Grâce au numérique, les artisans du cinéma ont plus de libertés, parce que c’est moins coûteux que la pellicule. «Le numérique a démocratisé la production du cinéma en allégeant son poids économique et a permis aussi l’émergence de nouvelles possibilités de représentation », croit Francis Binet. Les effets spéciaux sont également beaucoup plus faciles à faire en numérique.
L’avenir de la pellicule est donc incertain. «Il y aura toujours des gens qui aimeront faire ça, mais ça risque de devenir de l’ordre de l’archéologie », pense Samuel. Francis, quant à lui, est moins catégorique et prône pour le moment la cohabitation. «Les technologies ne sont pas encore assez performantes pour détrôner la pellicule comme médium d’enregistrement et de visionnement», précise-t-il. Mais les deux étudiants regrettent un passage trop radical au numérique. « Les exploitants ont eu beaucoup de pression pour s’adapter, confie Francis. Ça m’effraie un peu.»
Formation caduque?
La formation en études cinématographiques à l’UdeM a aussi pris le virage numérique. «Dans le dernier cours de production, les étudiants peuvent choisir entre numérique et pellicule pour tourner leur film, indique Francis.
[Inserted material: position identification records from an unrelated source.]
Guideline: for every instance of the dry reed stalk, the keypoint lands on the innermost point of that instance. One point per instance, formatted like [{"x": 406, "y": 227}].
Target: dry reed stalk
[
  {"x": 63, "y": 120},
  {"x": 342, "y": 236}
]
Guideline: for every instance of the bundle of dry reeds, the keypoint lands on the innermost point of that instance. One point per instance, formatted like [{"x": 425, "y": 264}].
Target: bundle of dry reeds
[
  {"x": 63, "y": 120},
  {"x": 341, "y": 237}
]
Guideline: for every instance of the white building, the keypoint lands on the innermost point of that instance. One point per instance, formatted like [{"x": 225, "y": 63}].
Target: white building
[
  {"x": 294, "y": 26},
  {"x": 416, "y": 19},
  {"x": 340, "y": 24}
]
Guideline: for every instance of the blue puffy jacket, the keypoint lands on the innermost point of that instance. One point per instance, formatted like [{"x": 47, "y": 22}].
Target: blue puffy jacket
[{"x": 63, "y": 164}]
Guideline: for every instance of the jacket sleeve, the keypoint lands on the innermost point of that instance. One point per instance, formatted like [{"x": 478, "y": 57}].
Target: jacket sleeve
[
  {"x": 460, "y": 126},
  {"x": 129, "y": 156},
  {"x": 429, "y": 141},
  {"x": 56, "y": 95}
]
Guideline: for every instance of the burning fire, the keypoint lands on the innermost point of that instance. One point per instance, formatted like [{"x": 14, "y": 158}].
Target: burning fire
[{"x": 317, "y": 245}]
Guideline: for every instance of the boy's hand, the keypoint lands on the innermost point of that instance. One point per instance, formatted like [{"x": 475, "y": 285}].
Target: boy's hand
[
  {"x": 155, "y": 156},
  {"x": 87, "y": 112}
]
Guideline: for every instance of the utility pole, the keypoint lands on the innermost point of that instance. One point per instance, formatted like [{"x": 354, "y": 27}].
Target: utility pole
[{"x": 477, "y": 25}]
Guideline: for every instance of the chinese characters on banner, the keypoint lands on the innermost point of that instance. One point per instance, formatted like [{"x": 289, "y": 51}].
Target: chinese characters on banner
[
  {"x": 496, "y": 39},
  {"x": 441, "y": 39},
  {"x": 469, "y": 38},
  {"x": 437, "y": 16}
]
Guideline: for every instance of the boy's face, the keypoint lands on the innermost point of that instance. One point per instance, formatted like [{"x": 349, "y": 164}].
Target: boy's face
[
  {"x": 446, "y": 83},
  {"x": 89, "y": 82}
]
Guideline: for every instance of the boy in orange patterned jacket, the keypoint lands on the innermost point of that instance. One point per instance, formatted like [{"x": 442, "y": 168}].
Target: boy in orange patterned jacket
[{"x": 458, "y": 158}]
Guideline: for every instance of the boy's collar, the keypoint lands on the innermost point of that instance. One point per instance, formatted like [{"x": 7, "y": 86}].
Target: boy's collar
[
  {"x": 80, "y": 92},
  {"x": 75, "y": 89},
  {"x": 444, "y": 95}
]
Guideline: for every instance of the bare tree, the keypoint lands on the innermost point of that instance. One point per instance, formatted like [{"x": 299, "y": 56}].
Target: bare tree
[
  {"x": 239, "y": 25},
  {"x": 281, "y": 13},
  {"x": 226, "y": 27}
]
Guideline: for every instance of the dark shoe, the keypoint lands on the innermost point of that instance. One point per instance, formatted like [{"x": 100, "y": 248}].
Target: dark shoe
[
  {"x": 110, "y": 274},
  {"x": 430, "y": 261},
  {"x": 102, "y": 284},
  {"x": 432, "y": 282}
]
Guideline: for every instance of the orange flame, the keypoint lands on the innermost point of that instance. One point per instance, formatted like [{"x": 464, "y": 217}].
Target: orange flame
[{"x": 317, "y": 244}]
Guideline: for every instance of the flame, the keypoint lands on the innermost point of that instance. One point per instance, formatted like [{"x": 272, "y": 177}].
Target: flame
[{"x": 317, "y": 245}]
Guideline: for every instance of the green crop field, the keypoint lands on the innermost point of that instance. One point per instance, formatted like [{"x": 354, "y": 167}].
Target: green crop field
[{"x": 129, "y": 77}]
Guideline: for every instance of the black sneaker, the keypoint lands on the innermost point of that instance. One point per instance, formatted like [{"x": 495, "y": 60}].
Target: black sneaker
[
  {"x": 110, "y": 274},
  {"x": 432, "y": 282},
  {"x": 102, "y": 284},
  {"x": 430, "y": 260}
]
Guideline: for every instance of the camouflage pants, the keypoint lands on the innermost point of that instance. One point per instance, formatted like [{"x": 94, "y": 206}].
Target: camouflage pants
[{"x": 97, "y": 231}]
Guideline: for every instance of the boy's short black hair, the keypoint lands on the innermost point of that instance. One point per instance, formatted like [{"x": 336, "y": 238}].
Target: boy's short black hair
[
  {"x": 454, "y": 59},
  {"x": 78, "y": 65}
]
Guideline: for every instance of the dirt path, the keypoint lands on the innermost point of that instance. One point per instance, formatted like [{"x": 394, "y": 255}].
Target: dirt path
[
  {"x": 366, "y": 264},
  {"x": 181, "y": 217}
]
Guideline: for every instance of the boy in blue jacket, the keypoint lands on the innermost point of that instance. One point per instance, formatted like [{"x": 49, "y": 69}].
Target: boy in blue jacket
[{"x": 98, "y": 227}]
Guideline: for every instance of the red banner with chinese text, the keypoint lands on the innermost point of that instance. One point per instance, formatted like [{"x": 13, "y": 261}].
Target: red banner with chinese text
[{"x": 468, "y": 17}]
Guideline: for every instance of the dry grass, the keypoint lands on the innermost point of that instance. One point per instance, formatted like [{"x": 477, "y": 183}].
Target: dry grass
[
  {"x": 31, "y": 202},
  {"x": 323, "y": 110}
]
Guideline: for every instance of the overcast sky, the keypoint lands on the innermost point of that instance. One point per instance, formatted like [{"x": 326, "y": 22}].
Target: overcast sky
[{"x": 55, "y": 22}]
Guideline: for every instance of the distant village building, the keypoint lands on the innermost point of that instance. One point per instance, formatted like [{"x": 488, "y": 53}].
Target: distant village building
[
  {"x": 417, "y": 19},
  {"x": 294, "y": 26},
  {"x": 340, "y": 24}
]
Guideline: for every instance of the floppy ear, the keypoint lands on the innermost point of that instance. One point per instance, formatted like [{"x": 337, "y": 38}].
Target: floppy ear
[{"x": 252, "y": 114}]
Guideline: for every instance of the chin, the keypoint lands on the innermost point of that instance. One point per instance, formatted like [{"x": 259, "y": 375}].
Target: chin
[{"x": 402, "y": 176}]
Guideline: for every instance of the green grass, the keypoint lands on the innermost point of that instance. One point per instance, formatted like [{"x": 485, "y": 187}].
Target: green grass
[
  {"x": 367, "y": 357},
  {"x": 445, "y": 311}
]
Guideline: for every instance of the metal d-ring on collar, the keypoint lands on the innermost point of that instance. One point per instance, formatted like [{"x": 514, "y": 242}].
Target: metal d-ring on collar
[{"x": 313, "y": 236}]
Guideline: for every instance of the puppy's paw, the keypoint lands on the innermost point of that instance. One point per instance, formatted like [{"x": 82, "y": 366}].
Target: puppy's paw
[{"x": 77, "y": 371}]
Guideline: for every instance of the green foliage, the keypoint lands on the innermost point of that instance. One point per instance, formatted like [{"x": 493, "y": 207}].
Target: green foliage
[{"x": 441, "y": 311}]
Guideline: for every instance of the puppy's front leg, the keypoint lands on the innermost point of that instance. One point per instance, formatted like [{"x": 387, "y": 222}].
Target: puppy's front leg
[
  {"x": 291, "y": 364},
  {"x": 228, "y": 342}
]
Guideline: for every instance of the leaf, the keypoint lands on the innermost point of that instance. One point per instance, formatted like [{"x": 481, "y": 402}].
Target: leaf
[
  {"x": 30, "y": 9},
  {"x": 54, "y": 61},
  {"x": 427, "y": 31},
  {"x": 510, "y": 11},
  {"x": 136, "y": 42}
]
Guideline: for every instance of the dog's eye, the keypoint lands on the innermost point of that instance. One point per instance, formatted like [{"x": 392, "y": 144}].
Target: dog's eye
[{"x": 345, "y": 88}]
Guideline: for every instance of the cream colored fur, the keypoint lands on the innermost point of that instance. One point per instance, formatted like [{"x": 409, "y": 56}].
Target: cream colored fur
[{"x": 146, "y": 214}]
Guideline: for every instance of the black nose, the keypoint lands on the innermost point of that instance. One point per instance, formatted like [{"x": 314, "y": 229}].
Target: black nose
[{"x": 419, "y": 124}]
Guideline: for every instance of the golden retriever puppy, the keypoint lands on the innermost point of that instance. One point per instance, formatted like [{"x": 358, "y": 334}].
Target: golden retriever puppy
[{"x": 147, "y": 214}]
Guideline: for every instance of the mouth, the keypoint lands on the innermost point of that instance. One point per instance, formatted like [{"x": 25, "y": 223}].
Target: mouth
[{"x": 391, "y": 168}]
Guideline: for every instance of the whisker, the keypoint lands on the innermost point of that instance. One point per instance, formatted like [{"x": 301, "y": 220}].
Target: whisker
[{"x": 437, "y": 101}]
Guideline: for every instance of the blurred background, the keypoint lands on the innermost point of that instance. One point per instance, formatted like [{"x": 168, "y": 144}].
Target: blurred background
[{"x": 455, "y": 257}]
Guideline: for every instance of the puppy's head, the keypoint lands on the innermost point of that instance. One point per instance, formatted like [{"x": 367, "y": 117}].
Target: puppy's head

C’est un peu la même chose pour la théorie, les professeurs ont des spécialisations très variées, et nous sommes exposés à un grand nombre d’approches qui cohabitent.»
Les cours ne sont toutefois pas que sur le médium, ils sont aussi sur la manière de voir le cinéma. « Nos cours se font sur la construction du regard, et ce qu’on apprend nous servira de toute façon, croit Samuel. Que l’on soit à l’ère du numérique ou pas, si je veux mettre en scène une scène, je le peux. En revanche, il nous faudrait plus de pratique de numérique dans nos cours.»
Le numérique n’est qu’une étape de plus dans la transformation du septième art. D’ailleurs, André Bazin, un influent critique cinématographique français, demandait déjà à la fin des années 1950 : « Qu’est-ce que le cinéma?» Aujourd’hui, même si la question se pose encore, l’ère du numérique nous en pose bien d’autres.